3. As questões fundamentais que o Recorrente quer ver reanalisadas são, no que toca à alegada nulidade da sentença do TAF, a de saber se “O artigo 613.º, n.º 1, do CPC … permite que o Tribunal, após prolação do despacho em que considera relevantes e provados determinados factos alegados pelo Autor, profira sentença da qual tal factualidade não conste da matéria dada como provada” e se “no caso em que a sentença omite factos essenciais invocados pelo Autor para a decisão da pretensão por si deduzida, não se encontra o TCA, obrigado a anular oficiosamente a sentença para alteração da matéria de facto.” (vd. conclusões 8 e 9 do recurso) e, por outro lado, a de saber se o Acórdão recorrido fez correcto julgamento no tocante ao mérito.

4.1. O Acórdão sob censura disse o que devia ser dito no que se refere à fixação da matéria de facto afirmando que esse julgamento foi feito, como tinha de ser, na sentença e que as considerações produzidas no despacho saneador acerca da produção de prova - no âmbito do indeferimento do requerimento de prova apresentado pelo Autor, onde não se fez qualquer selecção dos factos relevantes para a decisão da causa - não constituíam qualquer julgamento da matéria de facto.
Deste modo, tudo indicando que o Acórdão decidiu bem a questão relacionada com o julgamento da matéria de facto nada justifica a admissão da revista para que a mesma possa ser reanalisada.

4.2. No tocante ao mérito, o TAF e o TCA demonstraram que a questão do prazo para se requerer junta médica da CGA com vista ao reexame da sua situação clínica está esclarecida e estabilizada na jurisprudência deste Supremo, sendo que o Acórdão recorrido seguiu a orientação nela apontada.
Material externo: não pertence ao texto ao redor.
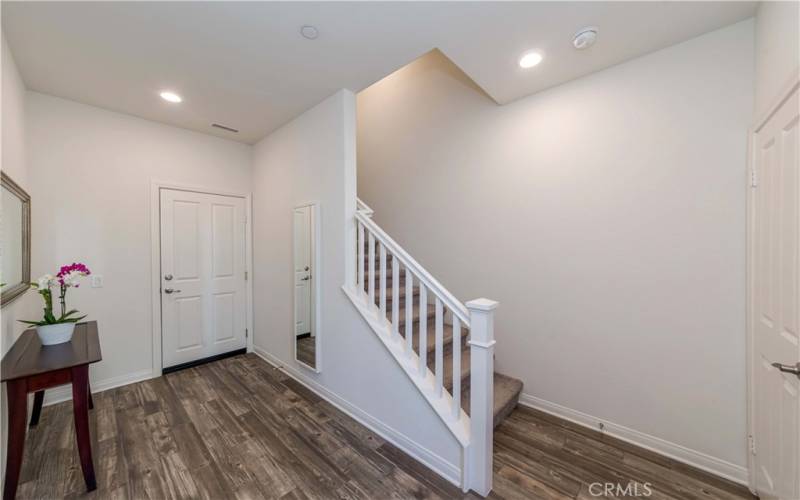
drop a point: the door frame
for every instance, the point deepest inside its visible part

Daí que essa problemática tenha perdido relevo não podendo ser já considerada de importância fundamental para o efeito da admissão da revista.
Por outro lado, a problemática relacionada com a inconstitucionalidade das normas legais aqui em causa também não justifica a admissão do recurso na medida em que, como vem sendo dito por esta Formação, a apreciação dessa questão é da competência do Tribunal Constitucional, a quem cabe sempre a última palavra nessa matéria. Nesta conformidade, tendo o Recorrente acesso a esse Tribunal sem necessidade da prévia interposição de recurso de revista a admissão deste é desnecessária para esse efeito.
Não estão, assim, preenchidos os requisitos indispensáveis ao deferimento da pretensão do Recorrente.

DECISÃO.

Termos em que os Juízes que compõem este Tribunal acordam em não admitir a revista.
Custas pela Recorrente.

Lisboa, 28 de Setembro de 2017. – Costa Reis (relator) – Madeira dos Santos – São Pedro.